VU la demande de contrôle judiciaire et la demande d'obtention d'ordonnance d'annulation déposées à l'encontre de la décision rendue le 15 février 1999 par la Section d'appel de la Commission de l'immigration et du statut de réfugié, par laquelle cette dernière a annulé le sursis d'exécution de la mesure d'expulsion, a rejeté l'appel du demandeur et a ordonné qu'une mesure de renvoi en vigueur soit exécutée aussitôt que possible,

LA COUR,

APRÈS avoir entendu l'avocat du demandeur et l'avocat du ministre défendeur à Toronto le 9 novembre 1999, pris l'affaire en délibéré et examiné les observations présentées oralement et par écrit,


                                                     O R D O N N A N C E

ORDONNE CE QUI SUIT :

            La demande de contrôle judiciaire est rejetée.

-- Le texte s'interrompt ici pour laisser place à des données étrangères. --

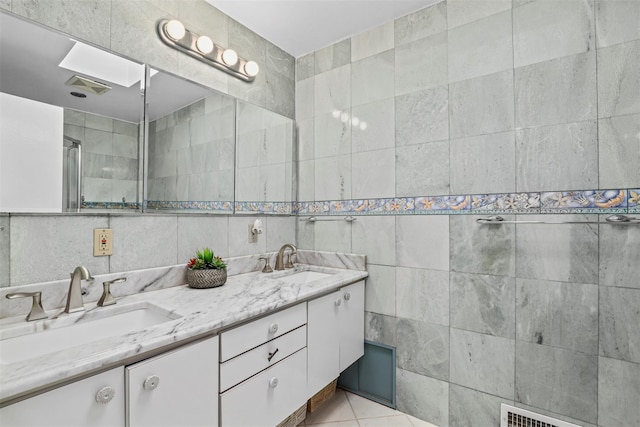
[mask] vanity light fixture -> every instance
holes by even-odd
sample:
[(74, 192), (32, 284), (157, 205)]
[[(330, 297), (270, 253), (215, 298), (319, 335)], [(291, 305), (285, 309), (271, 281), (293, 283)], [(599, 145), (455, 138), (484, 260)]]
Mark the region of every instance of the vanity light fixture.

     (signé) W. Andrew MacKay       

JUGE

Traduction certifiée conforme

                                     

Ghislaine Poitras, LL.L.


                                                                                                                      Date: 20000616

                                                                                                         Dossier: IMM-1084-99

ENTRE:

                                              THURAIRASA PONNUSAMY

                                               (alias RASA PONNUSAMY),

                                                                                                                             demandeur,

                                                                    - et -

              LE MINISTRE DE LA CITOYENNETÉ ET DE L'IMMIGRATION,

                                                                                                                              défendeur.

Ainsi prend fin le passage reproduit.